Even though deaths rates from colorectal cancer have been declining in the United States, African-Americans and other minority populations experience a disproportionate share of this cancer burden, Garza says. This disparity exists even after accounting for various environmental and social factors, so it makes sense that genetics could play a contributing role in this cancer disparity, she said.
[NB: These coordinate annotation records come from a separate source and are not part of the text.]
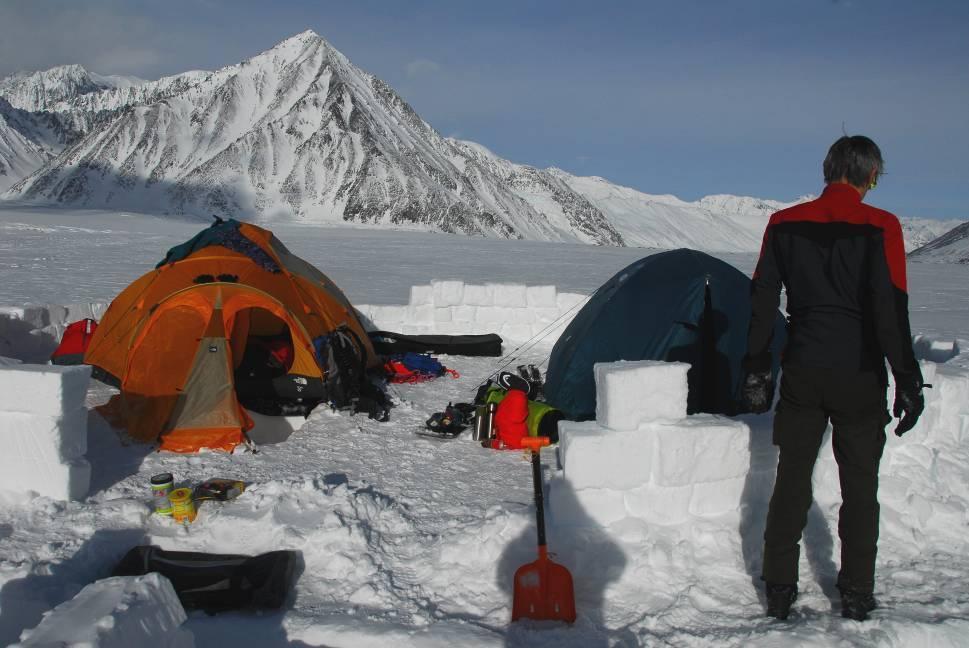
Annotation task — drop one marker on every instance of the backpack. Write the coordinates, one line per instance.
(347, 385)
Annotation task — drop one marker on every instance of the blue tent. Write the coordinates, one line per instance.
(680, 305)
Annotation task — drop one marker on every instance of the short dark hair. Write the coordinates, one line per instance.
(853, 158)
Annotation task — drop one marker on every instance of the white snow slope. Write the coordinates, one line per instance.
(412, 542)
(951, 247)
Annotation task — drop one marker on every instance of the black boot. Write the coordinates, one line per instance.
(856, 604)
(779, 599)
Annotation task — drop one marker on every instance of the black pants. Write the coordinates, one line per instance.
(856, 405)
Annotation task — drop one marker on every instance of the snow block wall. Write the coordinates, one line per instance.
(514, 311)
(43, 430)
(922, 486)
(644, 457)
(118, 612)
(31, 333)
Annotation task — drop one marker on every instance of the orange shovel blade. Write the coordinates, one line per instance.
(543, 591)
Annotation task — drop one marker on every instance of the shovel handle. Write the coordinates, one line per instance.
(535, 443)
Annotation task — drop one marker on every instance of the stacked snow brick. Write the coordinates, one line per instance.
(43, 430)
(920, 487)
(31, 333)
(118, 612)
(514, 311)
(643, 457)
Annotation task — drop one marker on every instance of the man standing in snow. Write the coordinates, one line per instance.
(842, 264)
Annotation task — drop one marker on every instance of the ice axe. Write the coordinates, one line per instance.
(543, 589)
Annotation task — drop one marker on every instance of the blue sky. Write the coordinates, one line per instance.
(686, 97)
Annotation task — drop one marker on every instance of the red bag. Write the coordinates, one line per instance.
(509, 422)
(74, 342)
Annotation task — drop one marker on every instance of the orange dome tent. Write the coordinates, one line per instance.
(173, 341)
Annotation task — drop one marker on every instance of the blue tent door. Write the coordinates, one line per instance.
(681, 305)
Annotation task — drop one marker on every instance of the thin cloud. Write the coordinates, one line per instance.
(421, 67)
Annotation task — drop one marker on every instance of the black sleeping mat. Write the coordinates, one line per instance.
(387, 343)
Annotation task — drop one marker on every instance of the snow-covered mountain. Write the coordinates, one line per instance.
(38, 91)
(920, 231)
(297, 132)
(723, 223)
(951, 247)
(300, 133)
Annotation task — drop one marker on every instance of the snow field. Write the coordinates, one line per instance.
(118, 612)
(443, 576)
(517, 312)
(644, 457)
(43, 429)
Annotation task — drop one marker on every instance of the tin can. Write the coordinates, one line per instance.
(183, 506)
(161, 488)
(482, 423)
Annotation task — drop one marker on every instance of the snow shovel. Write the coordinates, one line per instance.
(543, 589)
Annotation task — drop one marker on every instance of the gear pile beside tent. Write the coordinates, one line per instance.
(230, 317)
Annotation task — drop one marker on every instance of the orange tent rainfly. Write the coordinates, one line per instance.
(229, 317)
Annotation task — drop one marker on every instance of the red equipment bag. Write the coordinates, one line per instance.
(74, 342)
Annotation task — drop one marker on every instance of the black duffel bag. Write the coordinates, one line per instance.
(218, 582)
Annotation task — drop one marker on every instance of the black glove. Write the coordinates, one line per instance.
(757, 394)
(909, 402)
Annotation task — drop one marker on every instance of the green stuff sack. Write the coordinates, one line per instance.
(543, 419)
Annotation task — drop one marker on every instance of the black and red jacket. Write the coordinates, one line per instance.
(842, 263)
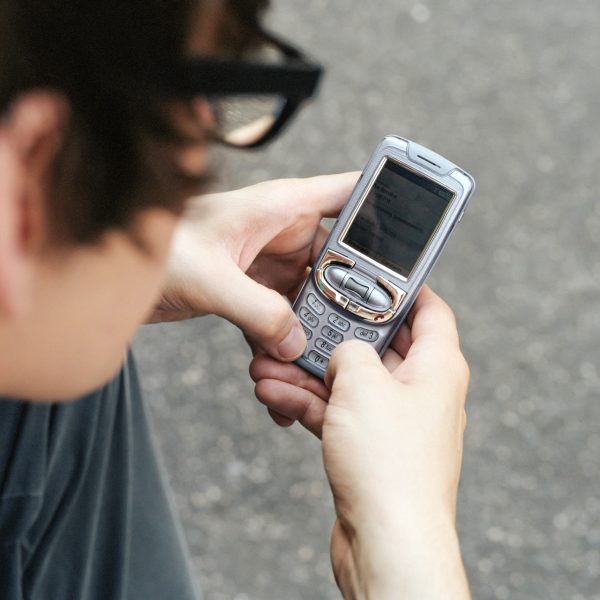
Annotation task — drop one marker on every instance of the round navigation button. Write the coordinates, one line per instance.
(335, 275)
(379, 300)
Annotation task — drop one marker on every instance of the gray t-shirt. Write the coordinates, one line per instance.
(84, 512)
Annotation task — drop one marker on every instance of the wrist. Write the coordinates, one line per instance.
(420, 559)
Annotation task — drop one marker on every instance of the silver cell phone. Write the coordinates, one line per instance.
(406, 204)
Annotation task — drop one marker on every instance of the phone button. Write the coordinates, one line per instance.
(356, 287)
(338, 322)
(379, 300)
(307, 332)
(310, 319)
(317, 359)
(332, 334)
(366, 334)
(324, 346)
(315, 304)
(335, 275)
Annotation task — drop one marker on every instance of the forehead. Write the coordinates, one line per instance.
(219, 28)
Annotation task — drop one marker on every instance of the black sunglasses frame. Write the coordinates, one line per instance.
(295, 81)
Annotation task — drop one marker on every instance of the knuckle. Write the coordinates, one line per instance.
(279, 319)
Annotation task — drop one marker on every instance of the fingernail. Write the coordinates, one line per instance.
(293, 345)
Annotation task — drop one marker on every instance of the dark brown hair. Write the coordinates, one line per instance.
(118, 155)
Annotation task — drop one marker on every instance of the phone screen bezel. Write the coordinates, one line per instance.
(362, 199)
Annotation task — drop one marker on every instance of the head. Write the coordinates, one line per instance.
(95, 168)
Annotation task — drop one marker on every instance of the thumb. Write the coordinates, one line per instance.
(263, 314)
(353, 362)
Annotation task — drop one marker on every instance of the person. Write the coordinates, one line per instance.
(107, 111)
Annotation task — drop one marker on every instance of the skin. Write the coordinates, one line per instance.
(67, 316)
(392, 436)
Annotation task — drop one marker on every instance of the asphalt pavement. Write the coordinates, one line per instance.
(510, 91)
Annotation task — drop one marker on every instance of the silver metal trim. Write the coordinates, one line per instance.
(359, 204)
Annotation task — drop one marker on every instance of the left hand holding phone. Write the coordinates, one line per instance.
(239, 254)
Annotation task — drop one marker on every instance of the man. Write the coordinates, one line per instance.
(106, 114)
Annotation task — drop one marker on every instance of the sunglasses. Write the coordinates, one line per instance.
(250, 100)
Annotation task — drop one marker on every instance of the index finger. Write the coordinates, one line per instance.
(434, 351)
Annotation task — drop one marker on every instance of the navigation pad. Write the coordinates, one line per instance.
(355, 286)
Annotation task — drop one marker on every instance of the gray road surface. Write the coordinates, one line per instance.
(509, 90)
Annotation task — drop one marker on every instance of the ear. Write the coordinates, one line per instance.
(30, 135)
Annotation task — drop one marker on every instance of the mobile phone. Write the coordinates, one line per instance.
(386, 240)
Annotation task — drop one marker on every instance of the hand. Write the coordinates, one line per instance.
(392, 446)
(236, 254)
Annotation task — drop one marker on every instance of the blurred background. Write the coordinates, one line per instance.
(510, 91)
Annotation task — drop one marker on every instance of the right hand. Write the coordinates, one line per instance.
(392, 448)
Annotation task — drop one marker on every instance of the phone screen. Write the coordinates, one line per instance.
(397, 218)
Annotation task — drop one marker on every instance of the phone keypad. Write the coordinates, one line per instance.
(318, 359)
(324, 346)
(338, 322)
(308, 317)
(332, 334)
(323, 337)
(369, 335)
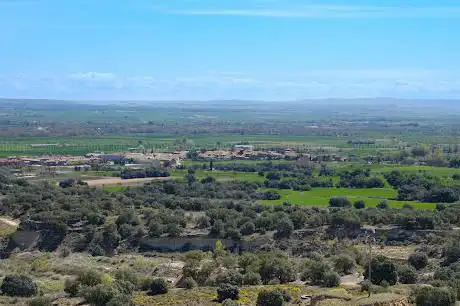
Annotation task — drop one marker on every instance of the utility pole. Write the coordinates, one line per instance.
(369, 241)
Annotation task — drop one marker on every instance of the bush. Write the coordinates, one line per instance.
(432, 296)
(251, 278)
(232, 277)
(383, 205)
(189, 283)
(126, 275)
(382, 270)
(407, 274)
(18, 285)
(229, 302)
(339, 202)
(331, 280)
(89, 278)
(270, 298)
(344, 264)
(418, 260)
(360, 204)
(99, 295)
(41, 301)
(120, 300)
(72, 287)
(227, 291)
(315, 272)
(158, 286)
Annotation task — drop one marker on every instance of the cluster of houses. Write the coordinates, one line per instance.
(172, 159)
(248, 152)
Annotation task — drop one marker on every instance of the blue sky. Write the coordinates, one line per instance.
(229, 49)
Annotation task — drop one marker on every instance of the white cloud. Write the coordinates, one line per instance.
(274, 86)
(330, 11)
(93, 76)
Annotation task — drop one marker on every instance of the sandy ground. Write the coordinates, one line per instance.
(9, 222)
(119, 181)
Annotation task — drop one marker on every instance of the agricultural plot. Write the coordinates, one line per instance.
(221, 175)
(321, 197)
(436, 171)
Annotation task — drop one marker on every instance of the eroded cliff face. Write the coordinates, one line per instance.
(404, 301)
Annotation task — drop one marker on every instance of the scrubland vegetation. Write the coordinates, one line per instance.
(365, 213)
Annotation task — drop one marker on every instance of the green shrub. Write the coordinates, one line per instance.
(124, 287)
(270, 298)
(229, 277)
(227, 291)
(344, 264)
(18, 285)
(158, 286)
(251, 278)
(418, 260)
(383, 270)
(99, 295)
(330, 280)
(126, 275)
(89, 278)
(315, 272)
(72, 287)
(41, 301)
(229, 302)
(407, 274)
(189, 283)
(360, 204)
(121, 300)
(432, 296)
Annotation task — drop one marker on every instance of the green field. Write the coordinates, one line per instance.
(436, 171)
(321, 196)
(221, 175)
(234, 161)
(114, 188)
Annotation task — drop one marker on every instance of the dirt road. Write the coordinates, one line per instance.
(119, 181)
(9, 222)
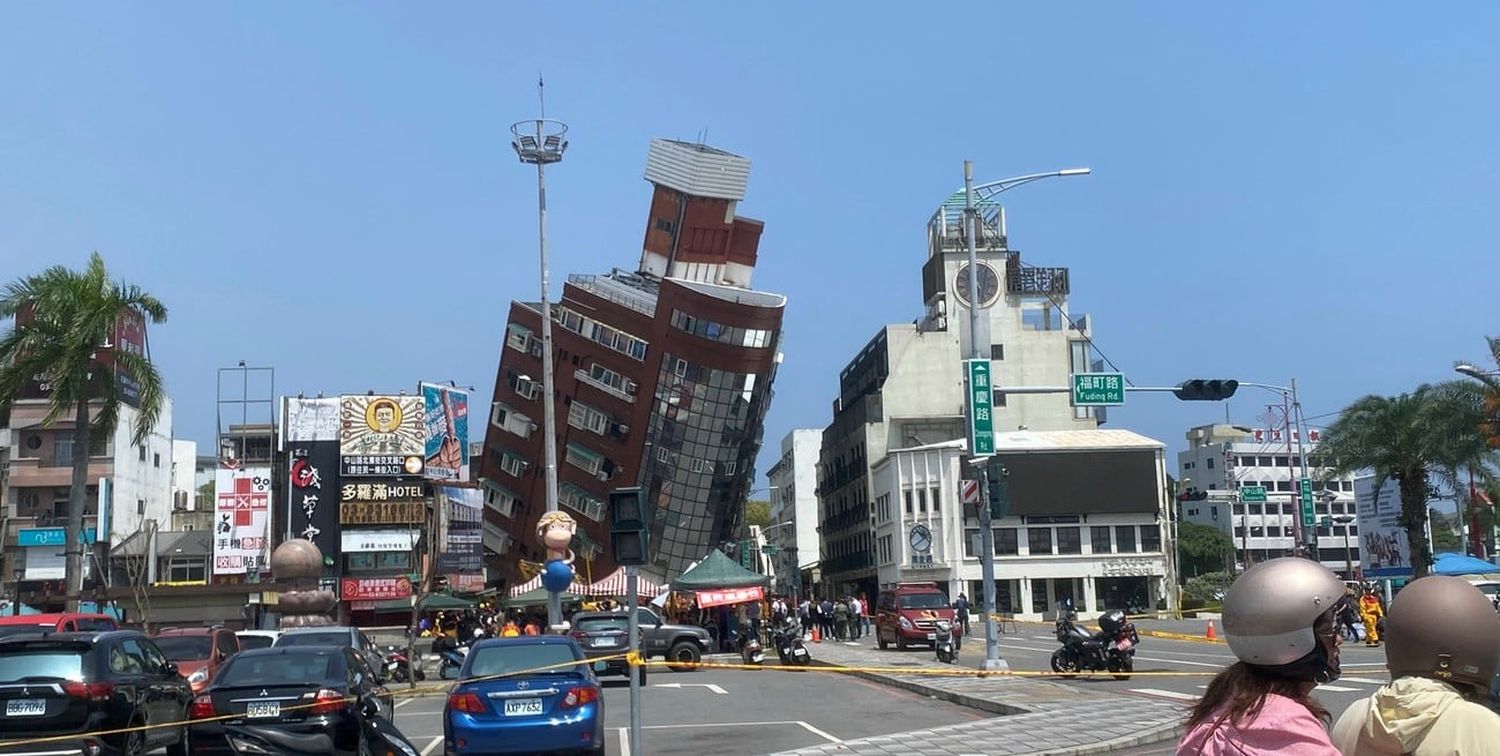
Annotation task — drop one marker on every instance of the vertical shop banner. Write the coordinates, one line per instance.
(240, 518)
(381, 435)
(464, 530)
(446, 432)
(312, 507)
(1383, 546)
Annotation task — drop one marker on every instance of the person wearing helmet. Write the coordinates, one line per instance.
(1280, 623)
(1443, 651)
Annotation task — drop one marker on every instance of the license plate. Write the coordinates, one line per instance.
(263, 708)
(522, 707)
(24, 708)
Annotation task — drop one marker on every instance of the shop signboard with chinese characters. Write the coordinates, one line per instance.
(240, 519)
(381, 435)
(462, 528)
(374, 588)
(444, 425)
(312, 491)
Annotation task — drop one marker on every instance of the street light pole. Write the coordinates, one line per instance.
(540, 143)
(977, 351)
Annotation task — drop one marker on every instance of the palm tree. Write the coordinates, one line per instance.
(1409, 438)
(63, 321)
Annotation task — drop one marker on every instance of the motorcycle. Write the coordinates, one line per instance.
(1110, 650)
(788, 641)
(399, 668)
(944, 642)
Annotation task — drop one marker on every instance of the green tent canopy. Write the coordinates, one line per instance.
(539, 597)
(719, 572)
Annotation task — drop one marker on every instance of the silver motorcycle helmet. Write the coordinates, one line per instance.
(1269, 617)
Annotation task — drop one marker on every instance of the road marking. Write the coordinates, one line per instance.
(710, 686)
(821, 734)
(1166, 693)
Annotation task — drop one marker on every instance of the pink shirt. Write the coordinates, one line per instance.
(1281, 728)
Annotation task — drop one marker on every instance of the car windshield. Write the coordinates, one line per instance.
(311, 668)
(41, 663)
(185, 648)
(249, 642)
(522, 657)
(339, 639)
(603, 624)
(924, 602)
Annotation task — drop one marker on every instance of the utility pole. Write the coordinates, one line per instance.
(540, 143)
(992, 644)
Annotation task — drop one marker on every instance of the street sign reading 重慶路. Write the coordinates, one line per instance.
(1307, 503)
(981, 408)
(1098, 389)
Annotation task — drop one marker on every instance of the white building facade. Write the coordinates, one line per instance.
(1223, 459)
(1098, 545)
(794, 509)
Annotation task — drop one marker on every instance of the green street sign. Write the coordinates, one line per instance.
(1098, 389)
(981, 408)
(1307, 503)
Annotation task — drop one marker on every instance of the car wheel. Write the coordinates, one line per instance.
(683, 654)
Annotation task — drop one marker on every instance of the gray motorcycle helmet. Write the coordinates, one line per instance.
(1269, 614)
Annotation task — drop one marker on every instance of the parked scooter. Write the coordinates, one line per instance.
(944, 642)
(1112, 648)
(788, 641)
(399, 668)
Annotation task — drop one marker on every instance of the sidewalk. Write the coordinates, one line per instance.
(1037, 716)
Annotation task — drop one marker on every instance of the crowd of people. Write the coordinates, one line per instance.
(1281, 620)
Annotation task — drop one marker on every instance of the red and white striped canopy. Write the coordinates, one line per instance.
(615, 585)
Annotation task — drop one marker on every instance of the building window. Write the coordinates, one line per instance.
(585, 417)
(1100, 536)
(1070, 540)
(1149, 539)
(1005, 542)
(1038, 540)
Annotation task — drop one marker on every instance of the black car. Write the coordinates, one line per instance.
(71, 686)
(300, 699)
(605, 635)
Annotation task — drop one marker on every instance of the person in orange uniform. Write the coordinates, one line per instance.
(1370, 612)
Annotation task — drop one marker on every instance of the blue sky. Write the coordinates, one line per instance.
(1278, 189)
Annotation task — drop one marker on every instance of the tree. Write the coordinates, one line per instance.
(63, 326)
(1202, 548)
(1409, 438)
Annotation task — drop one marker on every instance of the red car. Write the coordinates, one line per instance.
(197, 651)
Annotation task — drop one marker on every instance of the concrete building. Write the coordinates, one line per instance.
(1221, 459)
(794, 510)
(1088, 519)
(905, 387)
(663, 378)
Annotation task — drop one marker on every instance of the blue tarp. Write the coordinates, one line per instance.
(1449, 563)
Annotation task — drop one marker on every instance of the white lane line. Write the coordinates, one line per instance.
(821, 734)
(1166, 693)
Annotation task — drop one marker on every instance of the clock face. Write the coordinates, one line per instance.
(989, 285)
(921, 539)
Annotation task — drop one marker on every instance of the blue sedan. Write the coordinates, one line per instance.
(504, 704)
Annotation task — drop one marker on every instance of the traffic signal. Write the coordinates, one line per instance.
(1206, 390)
(627, 527)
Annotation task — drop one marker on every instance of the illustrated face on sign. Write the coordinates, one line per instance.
(383, 416)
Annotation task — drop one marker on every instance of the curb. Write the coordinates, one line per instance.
(963, 699)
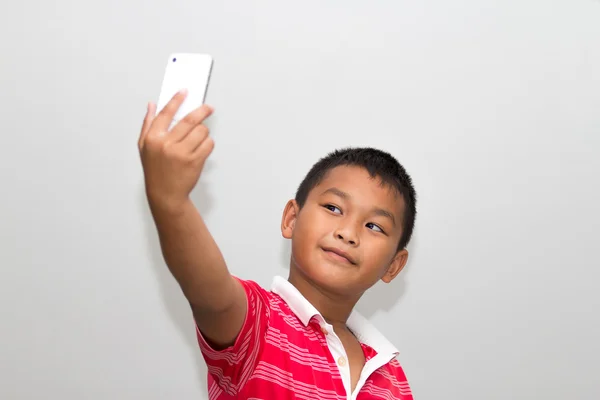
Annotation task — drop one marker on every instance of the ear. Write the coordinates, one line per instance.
(397, 264)
(288, 220)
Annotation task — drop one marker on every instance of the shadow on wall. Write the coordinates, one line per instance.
(176, 306)
(381, 297)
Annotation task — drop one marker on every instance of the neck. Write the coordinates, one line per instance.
(334, 308)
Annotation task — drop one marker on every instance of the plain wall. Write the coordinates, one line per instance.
(493, 107)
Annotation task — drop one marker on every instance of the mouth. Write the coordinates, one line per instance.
(339, 255)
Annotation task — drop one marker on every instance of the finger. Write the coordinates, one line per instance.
(147, 123)
(165, 116)
(189, 122)
(204, 150)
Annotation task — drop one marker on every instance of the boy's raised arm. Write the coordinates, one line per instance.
(172, 161)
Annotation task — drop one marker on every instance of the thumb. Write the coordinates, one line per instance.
(148, 119)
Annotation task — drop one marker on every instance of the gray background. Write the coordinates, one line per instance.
(491, 106)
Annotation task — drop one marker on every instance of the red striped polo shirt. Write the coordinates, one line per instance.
(286, 350)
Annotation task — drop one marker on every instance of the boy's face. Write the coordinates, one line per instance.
(345, 237)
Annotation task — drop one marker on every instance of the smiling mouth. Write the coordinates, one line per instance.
(338, 256)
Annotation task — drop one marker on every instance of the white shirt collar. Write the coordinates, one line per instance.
(364, 331)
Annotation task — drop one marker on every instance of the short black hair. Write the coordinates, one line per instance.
(379, 164)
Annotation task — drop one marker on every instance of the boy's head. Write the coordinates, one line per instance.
(351, 220)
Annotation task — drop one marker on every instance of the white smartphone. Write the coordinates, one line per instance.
(185, 71)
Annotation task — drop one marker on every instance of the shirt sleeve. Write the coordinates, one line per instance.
(231, 368)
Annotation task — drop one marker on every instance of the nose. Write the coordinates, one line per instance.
(348, 235)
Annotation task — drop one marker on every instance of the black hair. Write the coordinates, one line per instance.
(379, 164)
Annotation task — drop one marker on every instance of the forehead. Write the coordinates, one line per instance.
(362, 188)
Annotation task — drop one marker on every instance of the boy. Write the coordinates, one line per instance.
(349, 224)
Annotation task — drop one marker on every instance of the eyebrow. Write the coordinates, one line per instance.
(376, 210)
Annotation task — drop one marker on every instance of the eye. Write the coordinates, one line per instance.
(333, 208)
(374, 227)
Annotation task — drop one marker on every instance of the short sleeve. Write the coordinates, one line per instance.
(231, 368)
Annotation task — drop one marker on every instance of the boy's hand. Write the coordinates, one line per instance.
(173, 159)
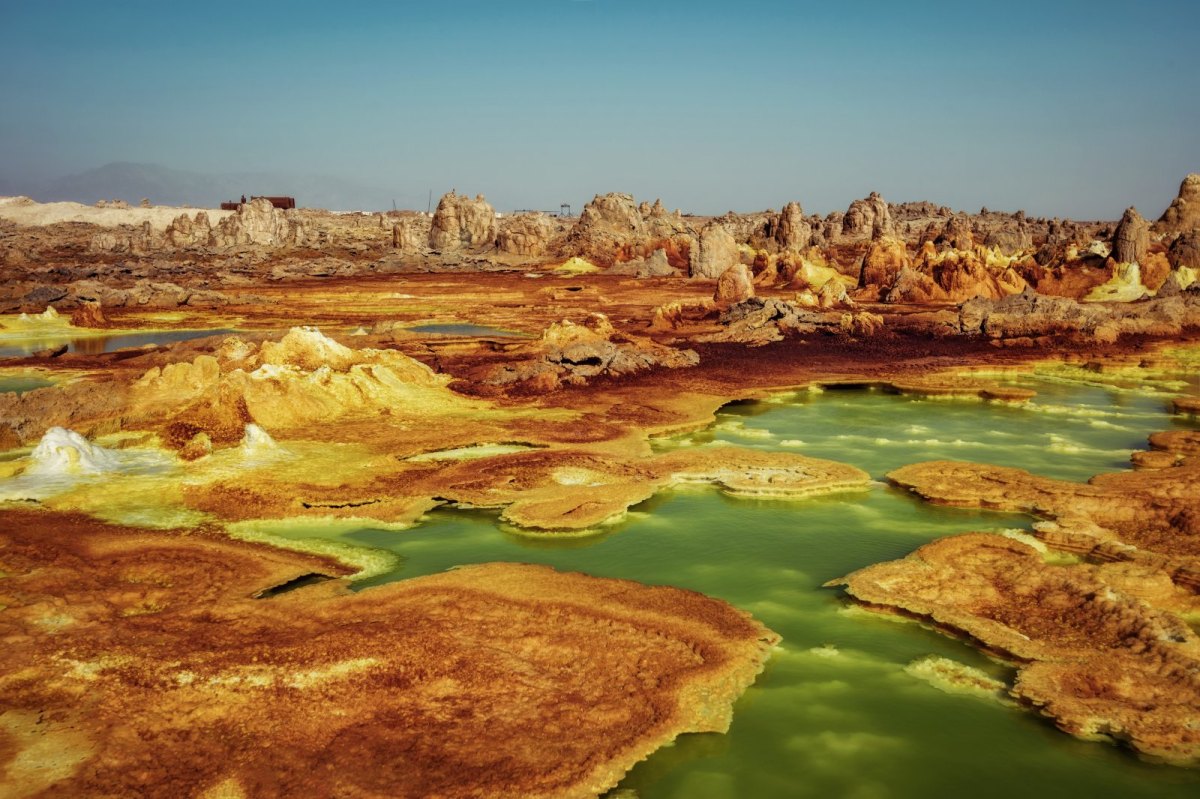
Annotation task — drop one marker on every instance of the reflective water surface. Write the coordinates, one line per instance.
(835, 714)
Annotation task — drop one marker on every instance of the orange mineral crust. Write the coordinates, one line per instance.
(180, 664)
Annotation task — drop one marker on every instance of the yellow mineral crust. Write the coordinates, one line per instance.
(1145, 516)
(1101, 662)
(139, 664)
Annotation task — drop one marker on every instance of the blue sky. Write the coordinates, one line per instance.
(1061, 108)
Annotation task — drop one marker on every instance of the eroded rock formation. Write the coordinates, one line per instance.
(714, 253)
(462, 223)
(1183, 214)
(1132, 238)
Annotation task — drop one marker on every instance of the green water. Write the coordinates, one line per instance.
(835, 714)
(21, 384)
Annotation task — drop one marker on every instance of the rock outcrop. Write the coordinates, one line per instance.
(791, 230)
(736, 284)
(610, 226)
(411, 234)
(715, 252)
(883, 263)
(1183, 214)
(574, 353)
(462, 223)
(1185, 251)
(259, 223)
(867, 218)
(1090, 652)
(1132, 238)
(526, 234)
(655, 265)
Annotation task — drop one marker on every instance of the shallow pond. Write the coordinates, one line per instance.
(835, 714)
(97, 343)
(466, 330)
(22, 383)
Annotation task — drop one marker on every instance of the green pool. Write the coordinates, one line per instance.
(835, 715)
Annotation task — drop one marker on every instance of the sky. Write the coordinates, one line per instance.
(1067, 108)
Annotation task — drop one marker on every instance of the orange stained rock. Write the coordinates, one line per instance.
(1149, 516)
(141, 664)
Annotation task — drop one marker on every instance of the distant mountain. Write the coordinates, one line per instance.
(165, 186)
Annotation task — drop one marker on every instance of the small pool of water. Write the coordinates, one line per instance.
(835, 714)
(99, 343)
(466, 330)
(21, 384)
(1068, 431)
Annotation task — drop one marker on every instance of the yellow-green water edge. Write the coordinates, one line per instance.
(837, 714)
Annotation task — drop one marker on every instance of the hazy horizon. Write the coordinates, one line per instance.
(1074, 110)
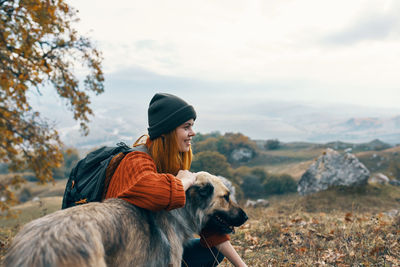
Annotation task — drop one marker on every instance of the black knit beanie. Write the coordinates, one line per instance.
(166, 112)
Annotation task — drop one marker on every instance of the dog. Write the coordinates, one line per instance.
(117, 233)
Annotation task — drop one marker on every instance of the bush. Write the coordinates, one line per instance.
(272, 144)
(212, 162)
(252, 187)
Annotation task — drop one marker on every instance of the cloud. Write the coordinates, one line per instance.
(376, 26)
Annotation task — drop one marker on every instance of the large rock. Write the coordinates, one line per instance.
(333, 169)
The researchers focused on the metabolic enzyme 5 10-methelenetetrahydrofolate reductase (MTHFR), whose role is to maintain folate in the blood in order to prevent the buildup of homocysteine,a chemical byproduct that is toxic to cells. The CC version of MTHFR is considered the wild type the version most common in the population as a whole and the CT or TT alleles carry a variant T, a point mutation in which a thymine nucleic acid is substituted for a cytosine in the genes DNA. Compared to CC, enzymatic activity of the CT mutation is reduced to 65 percent; TT has 30 percent the enzymatic activity of CC.
One common variation of the gene, called C677T, has been associated with a lower risk of colorectal cancer in individuals with high levels of folate and low levels of alcohol use, Garza says.
Their finding that the TT version of the gene seems to offer protection against colorectal cancer in Asian, and possibly in other groups except Latinos warrants further examination, Garza says. Normally, if one carries the recessive TT which means reduced enzyme activity, you would expect a higher risk of developing colorectal cancer; however, the opposite is true, she said.